Class is in session when Hearthstone releases its Scholomance Academy expansion and Shacknews is here to teach you all a lesson with our second batch of card breakdowns.


The bell is about to ring and that means it's almost time for a new Hearthstone expansion. Blizzard is going to school for the latest addition to its long-running collectible card game with Scholomance Academy. Scholomance Academy adds 135 new cards to Hearthstone, a good number of which will introduce some brand new mechanics, like Dual-Class cards and Spellburst cards.

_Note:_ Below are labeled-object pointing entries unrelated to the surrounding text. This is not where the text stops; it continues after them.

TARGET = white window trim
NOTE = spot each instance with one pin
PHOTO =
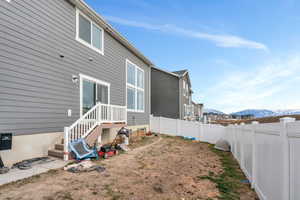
(92, 23)
(89, 78)
(135, 87)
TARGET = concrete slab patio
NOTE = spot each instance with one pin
(17, 174)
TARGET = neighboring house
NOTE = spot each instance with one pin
(171, 94)
(198, 111)
(61, 63)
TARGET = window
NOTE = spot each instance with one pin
(89, 33)
(184, 87)
(135, 88)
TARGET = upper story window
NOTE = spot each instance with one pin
(135, 88)
(89, 33)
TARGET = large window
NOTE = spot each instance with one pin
(89, 33)
(135, 88)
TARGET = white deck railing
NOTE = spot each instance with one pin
(100, 113)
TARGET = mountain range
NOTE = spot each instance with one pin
(258, 113)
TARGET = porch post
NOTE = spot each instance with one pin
(66, 143)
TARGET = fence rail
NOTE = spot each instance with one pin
(268, 154)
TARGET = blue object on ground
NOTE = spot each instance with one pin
(189, 138)
(245, 181)
(82, 150)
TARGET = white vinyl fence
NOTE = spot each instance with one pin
(267, 153)
(205, 132)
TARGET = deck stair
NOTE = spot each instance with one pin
(90, 127)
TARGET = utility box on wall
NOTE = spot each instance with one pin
(5, 141)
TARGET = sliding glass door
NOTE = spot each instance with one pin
(93, 92)
(88, 95)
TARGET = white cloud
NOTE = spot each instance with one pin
(226, 41)
(271, 86)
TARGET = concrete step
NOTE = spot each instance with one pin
(59, 147)
(56, 153)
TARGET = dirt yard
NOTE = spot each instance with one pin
(158, 168)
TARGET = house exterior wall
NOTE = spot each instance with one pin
(184, 99)
(36, 88)
(164, 94)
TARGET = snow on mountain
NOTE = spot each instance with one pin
(207, 110)
(258, 113)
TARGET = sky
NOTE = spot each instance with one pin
(241, 54)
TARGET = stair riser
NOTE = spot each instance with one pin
(56, 154)
(59, 147)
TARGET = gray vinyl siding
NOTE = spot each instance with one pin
(36, 87)
(184, 99)
(164, 94)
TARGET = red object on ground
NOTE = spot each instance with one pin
(107, 154)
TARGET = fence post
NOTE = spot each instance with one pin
(242, 161)
(286, 156)
(66, 143)
(235, 139)
(159, 124)
(253, 181)
(200, 131)
(178, 127)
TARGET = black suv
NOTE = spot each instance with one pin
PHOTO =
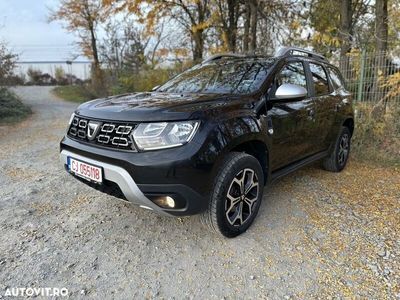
(209, 139)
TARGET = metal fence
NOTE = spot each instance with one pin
(78, 69)
(372, 77)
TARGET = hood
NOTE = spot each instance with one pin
(152, 106)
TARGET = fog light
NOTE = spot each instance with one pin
(165, 201)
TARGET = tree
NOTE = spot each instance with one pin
(381, 25)
(7, 64)
(83, 17)
(191, 16)
(226, 19)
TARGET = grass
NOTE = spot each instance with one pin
(74, 93)
(12, 110)
(377, 138)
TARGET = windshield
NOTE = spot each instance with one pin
(229, 77)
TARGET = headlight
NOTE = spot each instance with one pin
(70, 119)
(152, 136)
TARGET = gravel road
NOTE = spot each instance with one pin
(318, 234)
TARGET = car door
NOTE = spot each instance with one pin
(326, 101)
(290, 121)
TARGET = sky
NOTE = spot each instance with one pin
(24, 27)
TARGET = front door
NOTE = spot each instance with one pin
(326, 101)
(291, 122)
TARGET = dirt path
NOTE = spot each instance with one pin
(318, 234)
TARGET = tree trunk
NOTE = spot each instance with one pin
(231, 34)
(381, 35)
(381, 25)
(198, 40)
(93, 43)
(345, 34)
(246, 37)
(253, 29)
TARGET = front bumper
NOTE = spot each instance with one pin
(121, 173)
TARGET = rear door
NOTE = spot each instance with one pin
(291, 123)
(326, 101)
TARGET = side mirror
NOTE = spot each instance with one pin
(290, 91)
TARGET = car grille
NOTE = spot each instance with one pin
(103, 133)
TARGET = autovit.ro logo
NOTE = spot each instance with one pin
(35, 292)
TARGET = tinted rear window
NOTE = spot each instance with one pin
(336, 78)
(320, 79)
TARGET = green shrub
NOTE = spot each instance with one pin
(11, 108)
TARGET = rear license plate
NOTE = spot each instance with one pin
(85, 170)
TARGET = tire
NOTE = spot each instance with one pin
(337, 160)
(232, 214)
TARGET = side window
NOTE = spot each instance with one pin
(320, 80)
(292, 73)
(336, 79)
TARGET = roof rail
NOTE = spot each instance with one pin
(289, 51)
(222, 55)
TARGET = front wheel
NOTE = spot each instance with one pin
(236, 195)
(337, 160)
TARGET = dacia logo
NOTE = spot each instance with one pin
(93, 129)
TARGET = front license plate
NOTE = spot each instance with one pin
(85, 170)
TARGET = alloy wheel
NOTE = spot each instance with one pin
(242, 197)
(344, 146)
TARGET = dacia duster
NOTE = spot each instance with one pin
(210, 139)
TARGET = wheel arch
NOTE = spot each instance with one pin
(349, 123)
(259, 150)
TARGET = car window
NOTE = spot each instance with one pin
(320, 79)
(292, 73)
(242, 77)
(336, 79)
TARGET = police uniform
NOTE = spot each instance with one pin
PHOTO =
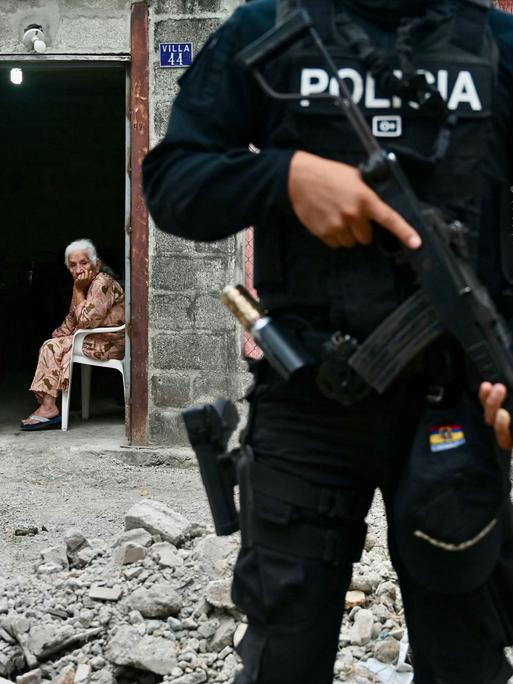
(311, 466)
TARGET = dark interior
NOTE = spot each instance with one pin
(62, 177)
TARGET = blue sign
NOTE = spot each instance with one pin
(175, 55)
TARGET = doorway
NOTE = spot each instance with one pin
(62, 177)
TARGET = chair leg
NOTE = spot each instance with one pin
(65, 399)
(124, 385)
(86, 390)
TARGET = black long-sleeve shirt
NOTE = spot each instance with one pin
(202, 182)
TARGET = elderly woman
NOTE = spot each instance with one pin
(97, 301)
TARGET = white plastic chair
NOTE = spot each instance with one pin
(87, 362)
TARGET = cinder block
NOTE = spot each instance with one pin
(189, 351)
(210, 314)
(227, 246)
(171, 389)
(177, 274)
(165, 244)
(208, 387)
(167, 428)
(172, 311)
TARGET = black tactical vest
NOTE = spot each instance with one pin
(361, 286)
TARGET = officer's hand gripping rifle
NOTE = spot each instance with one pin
(451, 296)
(209, 428)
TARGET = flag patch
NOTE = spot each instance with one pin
(442, 437)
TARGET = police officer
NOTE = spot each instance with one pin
(311, 465)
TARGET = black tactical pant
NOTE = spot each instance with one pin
(294, 602)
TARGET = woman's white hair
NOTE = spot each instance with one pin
(81, 246)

We're continuing our card reveals for Hearthstone: Scholomance Academy, breaking down each card one-by-one leading up to the expansion's August release. If you missed any reveals so far, be sure to catch up with our previous entries:

Hearthstone: Scholomance Academy card breakdowns (Part 1)

Let's get started.

(4) Steeldancer (4/4)
Type: Minion
Class: Rogue/Warrior
Rarity: Epic
Battlecry: Summon a random minion with Cost equal to your weapon's Attack.

Analysis: If you want to make the most out of this, your weapon had better be pretty hefty. But don't overthink this one. Not every minion has to summon something massive, it's just a bonus Battlecry effect to go along with what's a pretty decent 4/4 body. It should be effective in the early game and can bring out something pretty big when it's flanked by a fully upgraded Galakrond.

There isn't a lot of place for this in a constructed deck, but that doesn't mean it's entirely useless.

(7) Cycle of Hatred
Type: Spell
Class: Demon Hunter
Rarity: Rare
Deal 3 damage to all minions. Summon a 3/3 Spirit for every minion killed.

Analysis: A control archetype for Demon Hunter hasn't been much of a thing yet, but this spell could feed that style nicely. It's not as powerful as Flamestrike, but it's certainly up there and has the bonus of summoning a 3/3 for every minion you manage to wipe out. It's one of the Demon Hunter's better area-of-effect spells so far and one that could see a lot of play, even with its high cost.

(4) Infiltrator Lilian (4/2)
Type: Minion
Class: Rogue
Rarity: Legendary
Stealth. Deathrattle: Summon a 4/2 Forsaken Lilian that attacks a random enemy.

Analysis: Those 4/2 stats aren't the greatest, but Lilian could be a decent value play, especially if you can activate the Deathrattle more than once. Think something like Necrium Apothecary. This card would have been bonkers a year ago before Necrium Blade and Necrium Vial rotated out. But keep this combination in mind should you ever see this mixture of sets in Arena anytime in the future.

(4) Brittlebone Destroyer (3/3)
Type: Minion
Class: Priest/Warlock
Rarity: Rare
Battlecry: If your hero's Health changed this turn, destroy a minion.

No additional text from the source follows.